Weibo is China's version of Twitter, and the microblogging service shares much in common with its Western counterpart. Weibo users anonymously report news and have been known to discuss topics often forbidden on the Chinese web. They even spread false death rumors the way Twitter does. The Chinese Communist Party sees unabridged, anonymous speech, especially when it's about political corruption, as dangerous to the country's social order, and censors have tried various ways to implement blocks and filters on Weibo.
Sina, the company behind Weibo, implemented "user contracts" earlier this month to try and suppress the rampant political speech and debate going on between its 200 million users. This week, The New York Times is reporting that Sina will now be grading Weibo members on their behavior, using a points system to keep track.

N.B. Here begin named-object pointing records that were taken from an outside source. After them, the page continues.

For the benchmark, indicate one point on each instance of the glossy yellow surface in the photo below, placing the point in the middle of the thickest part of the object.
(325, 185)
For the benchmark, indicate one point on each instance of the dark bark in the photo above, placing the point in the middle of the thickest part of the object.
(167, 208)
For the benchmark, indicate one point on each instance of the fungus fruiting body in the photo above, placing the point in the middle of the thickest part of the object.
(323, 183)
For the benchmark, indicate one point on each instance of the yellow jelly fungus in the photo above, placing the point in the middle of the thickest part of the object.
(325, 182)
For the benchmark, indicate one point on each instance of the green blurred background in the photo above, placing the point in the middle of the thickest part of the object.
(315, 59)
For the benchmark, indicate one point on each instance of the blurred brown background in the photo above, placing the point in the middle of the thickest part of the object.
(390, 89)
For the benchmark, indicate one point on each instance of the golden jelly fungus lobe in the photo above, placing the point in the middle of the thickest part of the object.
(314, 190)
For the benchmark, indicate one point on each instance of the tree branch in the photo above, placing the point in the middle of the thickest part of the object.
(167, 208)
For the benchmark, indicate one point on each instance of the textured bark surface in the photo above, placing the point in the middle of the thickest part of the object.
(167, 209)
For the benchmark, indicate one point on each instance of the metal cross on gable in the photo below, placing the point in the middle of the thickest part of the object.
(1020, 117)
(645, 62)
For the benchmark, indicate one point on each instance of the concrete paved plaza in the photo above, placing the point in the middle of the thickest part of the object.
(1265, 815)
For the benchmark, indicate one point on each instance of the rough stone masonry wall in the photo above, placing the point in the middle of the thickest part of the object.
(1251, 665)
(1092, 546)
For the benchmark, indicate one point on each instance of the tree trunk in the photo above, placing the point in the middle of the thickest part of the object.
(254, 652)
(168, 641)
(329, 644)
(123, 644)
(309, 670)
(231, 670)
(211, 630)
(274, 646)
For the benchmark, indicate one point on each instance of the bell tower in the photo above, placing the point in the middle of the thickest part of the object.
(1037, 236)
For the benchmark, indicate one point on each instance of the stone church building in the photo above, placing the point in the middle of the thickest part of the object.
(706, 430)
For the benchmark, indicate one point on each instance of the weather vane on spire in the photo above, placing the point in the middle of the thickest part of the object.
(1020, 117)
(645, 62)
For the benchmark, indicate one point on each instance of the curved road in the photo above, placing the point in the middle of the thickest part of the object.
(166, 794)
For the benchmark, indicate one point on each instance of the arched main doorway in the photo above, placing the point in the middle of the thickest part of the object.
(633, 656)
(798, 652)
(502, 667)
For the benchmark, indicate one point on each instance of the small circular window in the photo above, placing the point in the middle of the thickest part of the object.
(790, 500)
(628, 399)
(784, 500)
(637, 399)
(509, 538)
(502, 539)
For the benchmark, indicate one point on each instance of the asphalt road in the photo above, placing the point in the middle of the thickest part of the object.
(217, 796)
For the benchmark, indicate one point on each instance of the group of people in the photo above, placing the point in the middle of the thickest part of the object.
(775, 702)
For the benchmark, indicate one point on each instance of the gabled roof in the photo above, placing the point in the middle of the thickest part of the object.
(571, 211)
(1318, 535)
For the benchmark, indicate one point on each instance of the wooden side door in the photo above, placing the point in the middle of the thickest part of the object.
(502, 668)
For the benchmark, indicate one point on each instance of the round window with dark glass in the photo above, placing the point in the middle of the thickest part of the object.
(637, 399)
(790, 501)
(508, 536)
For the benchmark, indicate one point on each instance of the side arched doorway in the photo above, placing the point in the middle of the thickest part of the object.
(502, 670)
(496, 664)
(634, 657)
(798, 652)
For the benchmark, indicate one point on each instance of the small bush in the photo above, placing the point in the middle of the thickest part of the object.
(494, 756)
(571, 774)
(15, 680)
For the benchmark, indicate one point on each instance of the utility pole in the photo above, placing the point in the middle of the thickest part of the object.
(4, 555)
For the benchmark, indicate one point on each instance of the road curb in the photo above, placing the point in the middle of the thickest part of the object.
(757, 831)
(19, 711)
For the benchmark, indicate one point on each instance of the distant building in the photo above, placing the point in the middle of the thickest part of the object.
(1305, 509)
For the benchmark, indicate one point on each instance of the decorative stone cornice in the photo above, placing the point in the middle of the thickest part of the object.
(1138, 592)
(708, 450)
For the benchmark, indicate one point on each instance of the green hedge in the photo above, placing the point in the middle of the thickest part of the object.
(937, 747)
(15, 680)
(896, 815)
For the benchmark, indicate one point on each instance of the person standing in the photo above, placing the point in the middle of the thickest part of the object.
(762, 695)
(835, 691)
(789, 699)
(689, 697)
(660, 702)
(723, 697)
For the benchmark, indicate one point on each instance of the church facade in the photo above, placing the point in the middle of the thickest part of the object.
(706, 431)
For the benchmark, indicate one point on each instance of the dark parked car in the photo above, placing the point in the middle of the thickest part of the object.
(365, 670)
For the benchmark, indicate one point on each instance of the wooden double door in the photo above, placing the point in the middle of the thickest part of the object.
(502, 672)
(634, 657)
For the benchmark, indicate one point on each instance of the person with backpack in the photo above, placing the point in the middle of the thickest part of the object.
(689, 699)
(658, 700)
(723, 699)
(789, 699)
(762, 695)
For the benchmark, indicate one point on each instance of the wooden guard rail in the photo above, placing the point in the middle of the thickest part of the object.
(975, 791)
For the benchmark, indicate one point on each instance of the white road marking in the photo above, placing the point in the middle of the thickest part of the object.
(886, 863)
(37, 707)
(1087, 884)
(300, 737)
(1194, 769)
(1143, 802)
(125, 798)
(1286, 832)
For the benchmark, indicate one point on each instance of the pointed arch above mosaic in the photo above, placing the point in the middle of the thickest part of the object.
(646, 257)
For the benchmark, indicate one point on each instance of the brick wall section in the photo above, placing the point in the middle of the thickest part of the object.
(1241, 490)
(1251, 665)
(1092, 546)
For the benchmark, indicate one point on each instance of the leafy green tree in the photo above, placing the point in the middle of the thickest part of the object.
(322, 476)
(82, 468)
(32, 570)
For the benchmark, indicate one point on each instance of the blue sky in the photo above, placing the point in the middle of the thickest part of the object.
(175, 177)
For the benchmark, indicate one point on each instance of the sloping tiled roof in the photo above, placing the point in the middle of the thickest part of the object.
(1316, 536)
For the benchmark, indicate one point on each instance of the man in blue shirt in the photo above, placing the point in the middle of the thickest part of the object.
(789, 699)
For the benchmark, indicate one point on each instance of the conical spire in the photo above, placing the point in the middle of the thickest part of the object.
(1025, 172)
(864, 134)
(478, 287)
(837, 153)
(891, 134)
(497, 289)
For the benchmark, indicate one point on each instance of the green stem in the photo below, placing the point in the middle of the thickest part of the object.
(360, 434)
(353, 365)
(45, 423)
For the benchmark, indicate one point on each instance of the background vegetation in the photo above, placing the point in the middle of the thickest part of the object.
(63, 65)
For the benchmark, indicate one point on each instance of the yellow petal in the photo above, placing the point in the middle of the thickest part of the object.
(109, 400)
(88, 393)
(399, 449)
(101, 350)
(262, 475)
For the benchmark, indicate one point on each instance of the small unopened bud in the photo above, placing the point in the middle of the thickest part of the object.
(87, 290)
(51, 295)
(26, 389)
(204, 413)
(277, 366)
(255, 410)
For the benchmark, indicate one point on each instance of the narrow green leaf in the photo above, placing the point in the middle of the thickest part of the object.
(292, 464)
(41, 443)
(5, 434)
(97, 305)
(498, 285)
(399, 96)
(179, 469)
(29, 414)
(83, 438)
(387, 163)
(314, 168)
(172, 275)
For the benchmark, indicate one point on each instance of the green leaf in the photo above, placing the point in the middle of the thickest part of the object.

Users will start out with 80 points, and points can be deducted for disruptive posts. How many points will be deducted for a violation, or what topics and posts could be point-deduction-worthy were not revealed. Presumably, this is intentional, since having no official ruleset for the points means they can be used as an excuse to simply censor users. What is known is that when users hit 60 points they will be issued a warning. Zero points means an account ban. Users can restore their 80-point standing by having no violations for 20 months. Also, Reuters reports that extra points can be earned by users if they give up their anonymity by validating their real-life identity.
Of course, censorship has never stopped the internet, especially Twitter, from talking. Much the same as French tweeters who were banned from discussing early exit poll results from their country's presidential elections, Weibo users have been using code words to discuss sensitive political topics.